L’un d’entre eux, un Rwandais de 30 ans, n’aurait jamais imaginé qu’il deviendrait travailleur forestier au Québec. Diplômé en économie, ce jeune homme élancé était banquier et gestionnaire financier à Kigali avant de demander le statut de réfugié au Canada. Débarqué à Montréal à l’été 2006, il est d’abord embauché — au salaire minimum — comme manutentionnaire dans une usine de fabrication d’emballages de carton. C’est après qu’il a trouvé cet emploi de débroussailleur.

« C’est un travail très dur, mais je préfère être ici », dit-il en relevant le filet anti-mouches qui recouvre son visage ruisselant de sueur. Comme me le confirmera l’un de ses collègues africains : « Personne ne vient ici pour le plaisir. Qu’il pleuve, qu’il vente ou qu’il fasse chaud… c’est toujours l’enfer. Mais l’enfer, c’est payant ! »

Payant, travailler en forêt ? Les débroussailleurs sont rémunérés au rendement (à l’hectare), non à l’heure, et peuvent empocher jusqu’à 1 500 dollars par semaine. Surprenant, dans un Québec où l’industrie forestière est généralement synonyme de crise, de fermetures d’usines et de licenciements. C’est que le secteur manque de bras pour tout ce qui touche aux travaux sylvicoles. Les entreprises spécialisées dans l’aménagement forestier peinent à trouver des débroussailleurs. Et se tournent vers les immigrants.

C’est ce qui a permis à Foresterie DLM, de Labrecque, au Lac-Saint-Jean, de rebondir. Alors qu’il y a trois ans elle arrivait tout juste à honorer ses contrats, faute de main-d’œuvre, cette entreprise est maintenant en pleine expansion. « Les jeunes de la région peuvent facilement se placer à bon salaire à Hydro-Québec, à Alcan ou dans les nombreuses PME que ces deux géants font rouler ici », dit Daniel Pedneault, cheveux ras et teint rougi par le soleil, ex-débroussailleur qui est superviseur des travaux à Foresterie DLM. « Ils gagneraient davantage en forêt que dans les PME, mais le travail est plus dur et oblige à quitter la ville et la famille plusieurs jours d’affilée pour aller vivre au camp. » C’est aussi un job saisonnier (20 semaines environ, de mai à octobre), mais qui ouvre droit à l’assurance-emploi.

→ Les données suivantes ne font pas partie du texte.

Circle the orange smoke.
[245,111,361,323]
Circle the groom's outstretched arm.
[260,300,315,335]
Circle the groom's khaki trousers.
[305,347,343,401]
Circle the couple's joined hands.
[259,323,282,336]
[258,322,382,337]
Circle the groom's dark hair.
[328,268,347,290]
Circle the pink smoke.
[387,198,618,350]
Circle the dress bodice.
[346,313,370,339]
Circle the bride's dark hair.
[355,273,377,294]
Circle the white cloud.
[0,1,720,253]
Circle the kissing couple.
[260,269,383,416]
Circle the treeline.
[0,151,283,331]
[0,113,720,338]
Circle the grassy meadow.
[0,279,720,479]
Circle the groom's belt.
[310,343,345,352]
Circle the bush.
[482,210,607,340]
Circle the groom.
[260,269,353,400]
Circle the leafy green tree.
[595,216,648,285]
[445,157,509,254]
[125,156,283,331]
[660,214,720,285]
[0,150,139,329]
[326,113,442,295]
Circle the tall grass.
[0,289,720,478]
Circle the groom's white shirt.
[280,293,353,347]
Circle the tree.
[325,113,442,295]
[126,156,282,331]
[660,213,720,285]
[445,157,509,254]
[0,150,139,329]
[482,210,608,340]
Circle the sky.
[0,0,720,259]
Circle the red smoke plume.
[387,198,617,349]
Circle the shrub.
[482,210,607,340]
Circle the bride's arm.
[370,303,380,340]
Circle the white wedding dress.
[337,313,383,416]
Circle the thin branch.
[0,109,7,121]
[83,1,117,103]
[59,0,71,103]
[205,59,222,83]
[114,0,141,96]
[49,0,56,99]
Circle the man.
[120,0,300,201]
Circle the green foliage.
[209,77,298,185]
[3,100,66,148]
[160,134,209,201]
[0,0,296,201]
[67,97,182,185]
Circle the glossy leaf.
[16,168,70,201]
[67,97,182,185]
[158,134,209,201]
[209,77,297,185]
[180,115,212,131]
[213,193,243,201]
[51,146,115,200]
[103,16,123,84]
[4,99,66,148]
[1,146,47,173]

Auparavant effectué par d’anciens bûcherons, pour la plupart partis à la retraite, le métier de débroussailleur ne suscite guère de vocations au Québec. « Il y a sept, huit ans, on embauchait 150 Québécois pour la saison », dit Daniel Perron, barbu grisonnant qui est président et copropriétaire de Foresterie DLM. « Cette année, ils sont seulement 15 pour une centaine d’immigrants. » Ce qui ne plaît pas forcément à tous : durant la dernière campagne électorale provinciale, Éric Girard, candidat (défait) de l’ADQ dans Lac-Saint-Jean, a suggéré de remplacer une partie de la main-d’œuvre immigrante en forêt par des prestataires de l’aide sociale…

Foresterie DLM a bien tenté de faire travailler des Québécois (dont de jeunes décrocheurs et des prestataires de l’aide sociale, justement), en 2004 — investissant au passage 160 000 dollars pour les former durant toute une saison. « Un ratage complet, résume Daniel Perron. Sur les 40 débroussailleurs que nous avons formés, un seul a continué. Les Québécois ne veulent pas travailler ! » À l’inverse, la proportion de la main-d’œuvre africaine qui reste une fois formée est de 70 %.

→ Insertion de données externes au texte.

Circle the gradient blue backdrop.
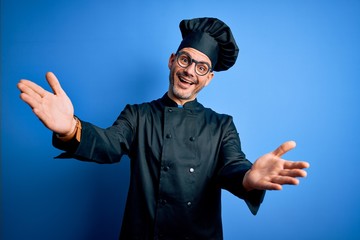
[1,0,360,240]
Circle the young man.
[18,18,309,240]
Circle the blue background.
[1,0,360,240]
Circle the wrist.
[243,169,254,191]
[59,116,78,137]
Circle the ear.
[205,72,214,86]
[168,53,176,69]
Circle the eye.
[179,55,190,65]
[196,63,209,74]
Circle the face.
[168,48,214,105]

Pour recruter ses 75 premiers travailleurs immigrants, en 2006, Foresterie DLM a fait appel à ADIR (Attraction, développement et intégration en région). Créé en 2006 par Vincent Brym, Franco-Togolais installé à Jonquière, cet organisme fait le lien entre les entreprises et les nouveaux arrivants, s’assurant que ces derniers bénéficient de bonnes conditions de travail et reçoivent la formation adéquate. Objectif : fidéliser les employés et les inciter à s’établir dans la région.

Foresterie DLM a fait des émules : cette année, une dizaine d’entreprises du Saguenay–Lac-Saint-Jean ont sollicité ADIR, qui les a aidées à embaucher quelque 200 immigrants — auxquels se sont joints une trentaine de Québécois. La plupart sont des Africains francophones recrutés à Montréal, sans emploi ou boulonnant en usine au salaire minimum… ou même moins. Bon nombre font vivre leur famille, installée dans la métropole ou habitant encore en Afrique. D’autres sont des étudiants universitaires, qui paient ainsi leurs frais de scolarité.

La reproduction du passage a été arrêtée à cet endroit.